YORK: Question that goes to the core of the Anglican Church - Two Views
July 13, 2010
For: The Right Rev. Richard Cheetham, Bishop of Kingston on Thames
I have served as a bishop in Southwark Diocese for nearly eight years. Despite occasional moments of turbulence, it has great breadth and depth - as in most Church of England dioceses. That breadth is worth trying very hard to preserve, but not at any price.
The working assumption of much of the current synod debate seems to be that it is possible to find a way forward that both has some coherence and also caters for all views - behaving almost as if we are the whole of the one, holy, catholic and apostolic Church, and not simply part of it. It gives me no pleasure to say this but despite enormous efforts to embrace all perspectives, we have not found a way which commands universal assent.
As the Church of England we have a choice to make. We either go in the direction of the proposals before Synod which contain much generous provision for those opposed to the ordination of women as bishops.
These proposals are a compromise and costly for many women clergy and their supporters, although this provision is clearly not enough for some of those opposed - and thus is costly for them in a different way.
There is a danger with these proposals of a slightly narrower Church of England. But there is also the real hope of moving to a Church which is more coherent, less fractious, and more able to speak to our country in the 21st century.
Or we can go on trying to square a circle that cannot be squared. That has the benefit of keeping all on board for a little longer, but there is the real danger of many more years of wrangling which undermines not only the ministry of women, but also the mission of the Church.
The level of provision in the proposals before Synod, I believe, reflects the general mood of the Church of England to ordain women as bishops with reasonable provision for those opposed. It is as far as we should go.
There is much still to be worked out, especially the Code of Practice, but the proposals on the table set a sound framework for the Church of England in the 21st century. I hope they will be commended to the dioceses. The dioceses will have much wisdom to offer and be a further test of the mind of the Church.
Against: The Right Rev. Geoffrey Rowell, Bishop of Europe
The Church of England is a broad church but not infinitely malleable. Its canon law states that it "belongs to the true and Apostolic Church of Christ". The Declaration of Assent, made by its clergy, affirms that it is "part of the one, holy, catholic, and Apostolic Church". Its teaching is grounded in Scripture.
No Anglican can be required to believe anything not proved by Scripture. Traditional Catholic Anglicans, and conservative evangelicals, are clear that the ordination of women as bishops does not have the consent of the wider catholic Church and has no grounding in the Bible.

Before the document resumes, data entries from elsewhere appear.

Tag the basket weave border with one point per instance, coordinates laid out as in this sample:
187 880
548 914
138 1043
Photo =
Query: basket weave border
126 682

In the General Synod debates this week, it has been clear that the Synod wishes to affirm the consecration of women as bishops and also to ensure that traditional Anglicans are not excluded. In 1992 solemn, morally binding assurances were given that "traditionalists" had an honoured place in the Church of England and that place was not merely temporary.
The Lambeth Conference of 1998 passed a resolution, for which I, and other traditionalist bishops, worked with Bishop Victoria Matthews and other women bishops. This resolution, passed by a large majority, affirms "that those who dissent from, as well as those who assent to, the ordination of women to the priesthood and episcopate are both loyal Anglicans" (Lambeth Conference 1998, Resolution III.2), and were to be treated as such.

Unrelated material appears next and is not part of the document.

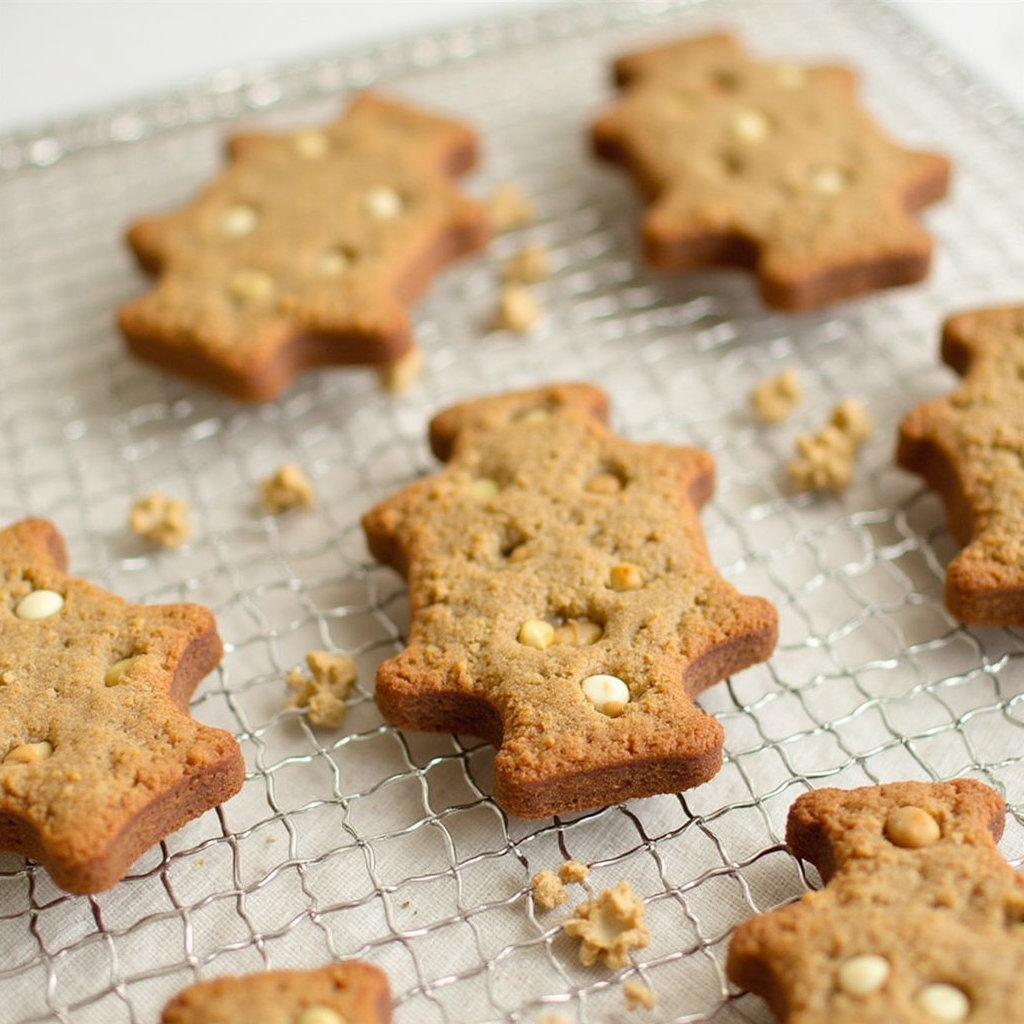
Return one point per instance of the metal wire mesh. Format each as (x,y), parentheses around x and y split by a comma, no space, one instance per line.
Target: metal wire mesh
(370,842)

The Rochester report on women bishops in the Church of England set out theological arguments in favour and against, and recognised an impasse. This report has never yet been debated in the dioceses.

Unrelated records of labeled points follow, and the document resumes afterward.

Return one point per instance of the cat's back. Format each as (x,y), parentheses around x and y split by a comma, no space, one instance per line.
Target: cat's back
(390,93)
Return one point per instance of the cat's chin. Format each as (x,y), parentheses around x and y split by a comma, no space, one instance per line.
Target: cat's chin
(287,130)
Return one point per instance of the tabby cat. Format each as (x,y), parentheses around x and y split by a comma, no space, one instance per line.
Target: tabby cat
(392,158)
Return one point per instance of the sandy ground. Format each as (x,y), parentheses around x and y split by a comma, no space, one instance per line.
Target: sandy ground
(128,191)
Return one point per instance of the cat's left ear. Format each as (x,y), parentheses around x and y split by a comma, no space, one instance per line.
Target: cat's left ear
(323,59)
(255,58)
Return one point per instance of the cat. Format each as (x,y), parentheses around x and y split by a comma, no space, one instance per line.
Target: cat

The revision committee, which has produced the legislation being debated, itself admits that its proposals will not satisfy traditional catholics and conservative evangelicals. If there is not to be "a great Ejectment" there needs to be statutory provision for an assured place in the Church of England for those who believe that women bishops need a wider catholic consent and for evangelicals who believe that the Bible teaches "a male headship".
Doubtful sacraments must be avoided. What is so far on the table in the draft legislation, although it makes some provision, does not go far enough. As women bishops do not have wider catholic consent, arrangements for traditionalists need to be statutory and not by delegation.
The Archbishops' amendment, which the House of Bishops encouraged them to produce, passed by an overall majority of Synod, but was narrowly defeated in the House of Clergy, was intended to do just that.
As the legislation goes forward for debate in the dioceses, the wider Church of England needs to ensure its limits are not narrowed; that loyal and faithful Anglicans are not excluded.